LINGUIST List 8.954

Sat Jun 28 1997

Review: Liberman: Speech- A special Code

Editor for this issue: Andrew Carnie <carnielinguistlist.org>


What follows is another discussion note contributed to our Book Discussion Forum. We expect these discussions to be informal and interactive; and the author of the book discussed is cordially invited to join in. If you are interested in leading a book discussion, look for books announced on LINGUIST as "available for discussion." (This means that the publisher has sent us a review copy.) Then contact Andrew Carnie at carnielinguistlist.org

Message 1: Review of Liberman, Speech: A special code

Date: Fri, 27 Jun 1997 09:52:26 -0500 (EST)
From: Stefan A Frisch <safrischindiana.edu>
Subject: Review of Liberman, Speech: A special code




Liberman, Alvin M. (1996). Speech: A special code. Learning, Development, 
and Conceptual Change series. Cambridge, MA: MIT Press. 458 pages. ISBN 
0-262-12192-1.

Reviewed by Stefan A Frisch <safrischindiana.edu>


This book is a collection of articles representing 50 years of speech 
research at Haskins Laboratories undertaken by Alvin Liberman and 
colleagues. It is divided into ten sections, which cover a range of 
issues which have guided Liberman's research and theorizing on the 
process of speech perception.


Synopsis:

Chapter 1.

The first chapter is a new article which reviews the historical progress 
of Liberman's research and the development of the Motor Theory of speech 
perception. This chapter is both introduction and conclusion to the 
compilation of articles in the remainder of the book. In it, Liberman 
sets forth quite clearly two different views of speech perception: the 
"horizontal" view and the "vertical" view. The horizontal view, which 
Liberman equates with an auditory view, is that speech perception engages 
no special mechanisms unique to speech. The vertical view, which he 
supports, is that there is a speech perception module which operates 
independently from the process of general auditory perception. He also 
associates the vertical view with the hypothesis that speech perception 
involves the hearer perceiving the articulatory gestures made by the 
speaker directly and not the acoustic result of those gestures. This 
chapter is extremely valuable both to the specialist and the novice, as a 
unifying work that brings together an entire research program in a single 
place.

Part 1. On the Spectrogram as a Visible Display of Speech

This section contains one article that is a brief description of an early 
attempt to convert between visual and auditory stimuli using the 
spectrograph and pattern playback on speech and simple geometric shapes. 
It reveals quite clearly Liberman's early horizontal view that there are 
modality independent properties of pattern perception that would apply 
equally well to speech as any other pattern, no matter how artificial.

Part 2. Finding the Cues

There are seven articles in this section, detailing experimental work on 
the auditory cues for phoneme identification in English. One of the 
major findings of these experiments is that there is no unitary acoustic 
invariant for a phoneme which corresponds to the unitary perceptual 
experience of the listener. In addition, there are discontinuities in 
the acoustic categories for different phonemes. These chapters are also 
quite useful in that they detail the basic acoustic properties of a 
variety of English phonemes. The topics covered include the consonant 
release burst of word initial stops as place cues, the direction and 
duration of CV formant transitions as cues for place and manner, the 
abrupt first formant onset as a cue for voiceless stops, and a summary 
article which contains an early description of the rules necessary to 
synthesize phonemically contrastive English.

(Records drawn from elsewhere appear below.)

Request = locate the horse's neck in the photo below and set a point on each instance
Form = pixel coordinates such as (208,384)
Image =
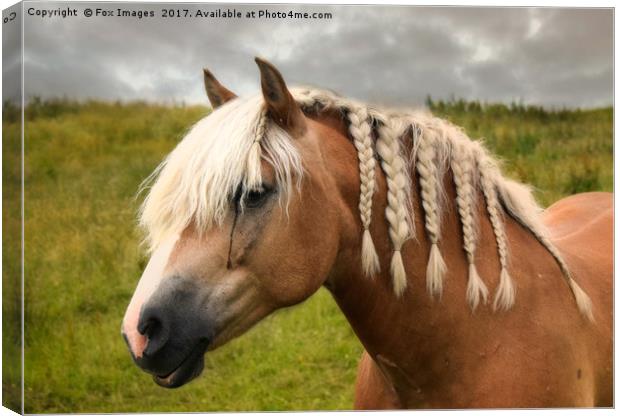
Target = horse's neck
(406,330)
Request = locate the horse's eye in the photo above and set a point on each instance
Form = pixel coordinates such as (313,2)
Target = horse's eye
(255,197)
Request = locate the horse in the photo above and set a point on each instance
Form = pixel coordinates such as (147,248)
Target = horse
(462,290)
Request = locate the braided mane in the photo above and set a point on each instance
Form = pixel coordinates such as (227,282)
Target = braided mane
(437,145)
(222,153)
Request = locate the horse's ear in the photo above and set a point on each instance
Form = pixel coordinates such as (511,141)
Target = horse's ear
(281,105)
(217,93)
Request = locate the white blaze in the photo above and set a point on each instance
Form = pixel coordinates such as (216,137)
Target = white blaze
(152,276)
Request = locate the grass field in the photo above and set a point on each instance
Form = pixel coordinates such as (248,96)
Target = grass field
(83,165)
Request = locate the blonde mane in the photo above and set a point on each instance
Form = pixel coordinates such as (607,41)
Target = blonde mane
(222,153)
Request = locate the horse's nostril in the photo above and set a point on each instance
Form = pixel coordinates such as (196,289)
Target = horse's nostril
(154,327)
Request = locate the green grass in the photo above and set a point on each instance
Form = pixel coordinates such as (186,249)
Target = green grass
(84,162)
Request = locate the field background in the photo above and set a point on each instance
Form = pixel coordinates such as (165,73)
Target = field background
(84,162)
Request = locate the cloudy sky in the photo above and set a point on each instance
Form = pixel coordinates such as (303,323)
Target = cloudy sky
(391,55)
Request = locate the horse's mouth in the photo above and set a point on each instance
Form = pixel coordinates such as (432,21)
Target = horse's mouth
(190,368)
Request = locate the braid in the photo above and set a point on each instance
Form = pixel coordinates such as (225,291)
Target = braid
(505,293)
(429,185)
(394,167)
(583,300)
(360,129)
(462,166)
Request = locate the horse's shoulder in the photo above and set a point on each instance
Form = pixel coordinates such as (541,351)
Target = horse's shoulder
(581,213)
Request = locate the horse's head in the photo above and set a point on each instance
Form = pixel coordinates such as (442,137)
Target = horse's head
(243,218)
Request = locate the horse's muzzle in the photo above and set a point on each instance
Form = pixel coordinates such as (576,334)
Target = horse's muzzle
(174,333)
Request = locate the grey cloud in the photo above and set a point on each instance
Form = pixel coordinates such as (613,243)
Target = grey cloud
(393,55)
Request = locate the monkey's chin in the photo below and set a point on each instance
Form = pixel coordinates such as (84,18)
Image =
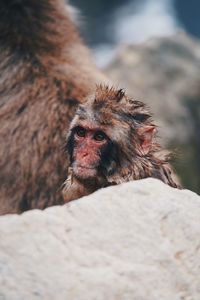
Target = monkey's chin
(84,173)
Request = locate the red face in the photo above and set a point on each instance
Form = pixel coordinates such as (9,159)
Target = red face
(88,145)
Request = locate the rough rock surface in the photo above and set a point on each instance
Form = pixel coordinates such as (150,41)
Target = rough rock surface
(165,73)
(137,241)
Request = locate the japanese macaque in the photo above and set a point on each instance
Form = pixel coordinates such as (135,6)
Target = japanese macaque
(112,140)
(45,71)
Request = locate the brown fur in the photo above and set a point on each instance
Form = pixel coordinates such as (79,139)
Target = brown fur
(124,121)
(45,71)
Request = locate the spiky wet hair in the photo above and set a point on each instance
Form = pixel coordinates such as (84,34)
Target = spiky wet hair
(121,118)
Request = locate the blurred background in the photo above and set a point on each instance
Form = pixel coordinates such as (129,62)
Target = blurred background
(152,49)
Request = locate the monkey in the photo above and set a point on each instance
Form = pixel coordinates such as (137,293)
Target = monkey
(111,140)
(46,70)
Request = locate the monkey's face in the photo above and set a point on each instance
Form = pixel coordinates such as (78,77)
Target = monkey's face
(87,146)
(109,134)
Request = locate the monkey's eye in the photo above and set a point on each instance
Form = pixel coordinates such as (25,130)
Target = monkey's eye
(80,132)
(99,136)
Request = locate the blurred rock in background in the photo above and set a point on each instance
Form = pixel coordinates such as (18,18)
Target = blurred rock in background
(142,46)
(165,73)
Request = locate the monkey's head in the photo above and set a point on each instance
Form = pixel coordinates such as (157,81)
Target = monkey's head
(108,134)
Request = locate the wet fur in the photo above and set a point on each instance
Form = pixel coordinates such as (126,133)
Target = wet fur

Part 3. Categorical Perception

One of the articles in this section, "The Discrimination of Speech Sounds 
within and across Phoneme Boundaries", should be read by every student of 
speech. The authors compared the ability of subjects to label 
synthesized syllables (containing onsets on a acoustic continuum of stop 
place of articulation from "bay" to "day" to "gay") with there ability to 
discriminate these same syllables. They found acute discriminability 
between phoneme categories and poor discriminability within categories, a 
pattern which has come to be called "categorical perception". The 
analytical techniques and conclusions made in this article gave rise to 
what is now a large literature on the categorical perception of speech 
and non-speech by both humans and animals. The second article in this 
section details an attempt to compare speech with an equivalent 
non-speech control on the categorical perception of intervocalic stop 
closure duration which can be used to distinguish "rapid" from "rabid".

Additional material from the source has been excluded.